Sony let this run for 25 years. Two and a half decades of regional inconsistency in a product they manufactured and sold worldwide. Then with PlayStation 5 in 2020, they standardized the Western layout globally. X is confirm everywhere now. The Japanese internet had mixed feelings about that, as you'd expect. You're asking people to override 25 years of muscle memory. That's not a patch. That's a reprogramming.
For my money, the decision was probably right as a business call. A global product needs global consistency, and the Western market is too large to keep running a parallel version. But there's something worth sitting with in the fact that the "global standard" they chose was the regional variant that ignored the designer's original intent. The circle-and-X logic was built on real cultural grounding. The Western X-for-confirm was an accident of familiarity. The accident won.
What This Actually Means for Anyone Building Products
The hardest part of global product design is figuring out which of your assumptions are even cultural in the first place. Most people don't know which of their instincts are universal and which are just local. The X-for-confirm assumption was local. Western developers in 1995 had no reason to believe otherwise.

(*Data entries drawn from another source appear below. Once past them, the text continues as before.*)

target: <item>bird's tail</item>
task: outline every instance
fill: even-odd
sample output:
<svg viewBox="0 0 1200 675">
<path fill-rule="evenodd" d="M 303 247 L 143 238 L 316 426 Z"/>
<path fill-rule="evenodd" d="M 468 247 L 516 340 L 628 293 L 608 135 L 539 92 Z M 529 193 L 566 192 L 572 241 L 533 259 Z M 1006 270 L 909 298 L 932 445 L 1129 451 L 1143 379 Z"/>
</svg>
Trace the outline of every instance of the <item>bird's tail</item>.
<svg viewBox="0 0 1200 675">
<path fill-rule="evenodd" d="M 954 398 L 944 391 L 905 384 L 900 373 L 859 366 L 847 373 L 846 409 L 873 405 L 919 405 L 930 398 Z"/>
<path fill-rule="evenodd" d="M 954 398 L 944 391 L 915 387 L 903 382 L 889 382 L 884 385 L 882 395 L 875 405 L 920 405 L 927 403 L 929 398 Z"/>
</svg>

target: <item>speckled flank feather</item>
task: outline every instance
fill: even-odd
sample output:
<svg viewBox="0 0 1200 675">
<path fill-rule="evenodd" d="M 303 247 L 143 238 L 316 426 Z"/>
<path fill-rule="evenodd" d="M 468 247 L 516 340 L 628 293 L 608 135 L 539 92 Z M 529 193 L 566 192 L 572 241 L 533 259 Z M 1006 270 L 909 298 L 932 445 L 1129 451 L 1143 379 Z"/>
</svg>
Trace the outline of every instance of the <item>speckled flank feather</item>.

The checkbox history backs this up. Digital checkboxes used X marks through the '80s. By the late '90s, most major software companies had switched to checkmarks instead, specifically because the X was ambiguous across cultural contexts. [EXTERNAL LINK: Tonsky blog post on checkbox design] The software industry caught this and changed course. Game development ran the same experiment for 25 more years.
The questions this raises aren't new, but they're worth taking seriously every time you're building for a global audience. How does a symbol read in contexts you didn't design for? What assumptions are baked into your defaults that users in another market will have to fight against? When you localize, are you actually localizing, or just changing the words and leaving everything else the same?
These aren't theoretical questions. The entire logic of "tap here to confirm" has to actually map to how users understand a confirmation gesture. Get that wrong and you don't just lose clarity, you lose trust. A financial product where the confirm action feels wrong is a product people will abandon.
Goto had the right answer in 1993. The market voted differently. The PS5 made it official. The most thoughtful solution doesn't automatically win; the most familiar one does. How you feel about that probably depends on whether you were the designer or the developer sitting in Redwood City in 1995 going with what felt obvious.